Dr. Thurston, who received an award for distinguished research in the senior scholar category, conducts pioneering research in menopause, mental health, and cerebrovascular health in women. An international leader in women’s health, Dr. Thurston was honored for her research’s profound impact on public discourse and policy, which has transformed the understanding of menopause as a critical life stage affecting cardiovascular and brain health. She is a principal investigator of the National Institute on Aging-funded Study of Women’s Health Across the Nation (SWAN), a multi-decade, longitudinal, multi-ethnic cohort study of menopause. She additionally leads one of SWAN’s three scientific projects. Dr. Thurston leads or collaborates on multiple additional NIH grants. She has served as president of the Menopause Society, the preeminent scientific organization in her field, and she is an elected fellow of the Academy of Behavioral Medicine Research and of the Society for Biopsychosocial Science.

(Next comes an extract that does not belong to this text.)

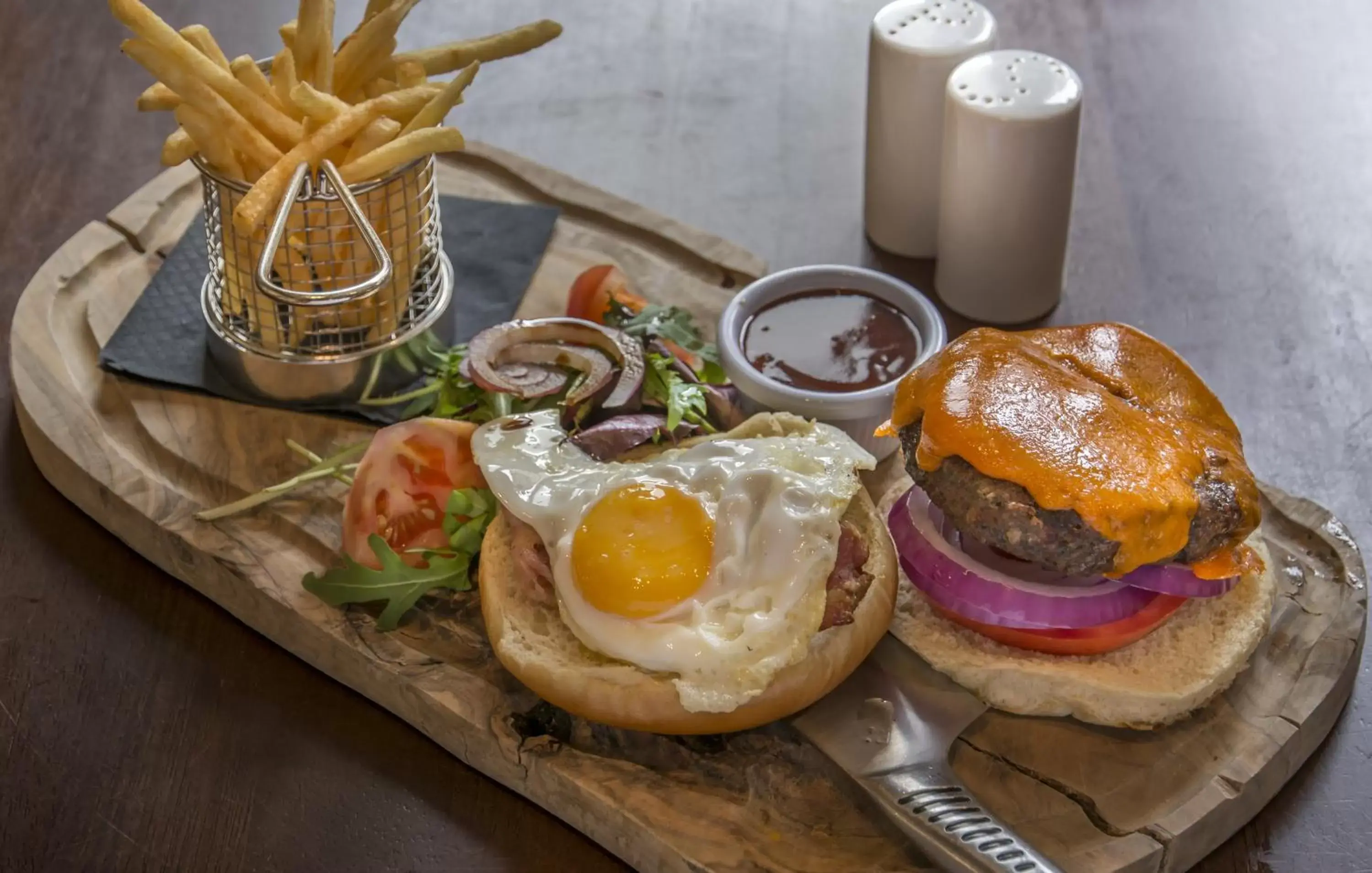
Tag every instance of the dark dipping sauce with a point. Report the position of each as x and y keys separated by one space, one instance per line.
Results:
x=833 y=341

Based upon Dr. Thurston’s work, menopausal hot flashes, the hallmark menopausal symptom, are now understood to be not a benign nuisance symptom, but a novel, female-specific risk factor for cardiovascular disease. Dr. Thurston extended this work to the brain, showing for the first time hot flashes linked to MRI-indicators of cerebrovascular risk and circulating amyloid, processes central to the pathophysiology of dementia. Finally, Dr. Thurston’s research has shown sexual harassment, sexual assault, and intimate partner violence to be critical determinants of women’s mental health, as well as their cardiovascular and brain health.
Please join us in congratulating Dr. Karikari and Dr. Thurston!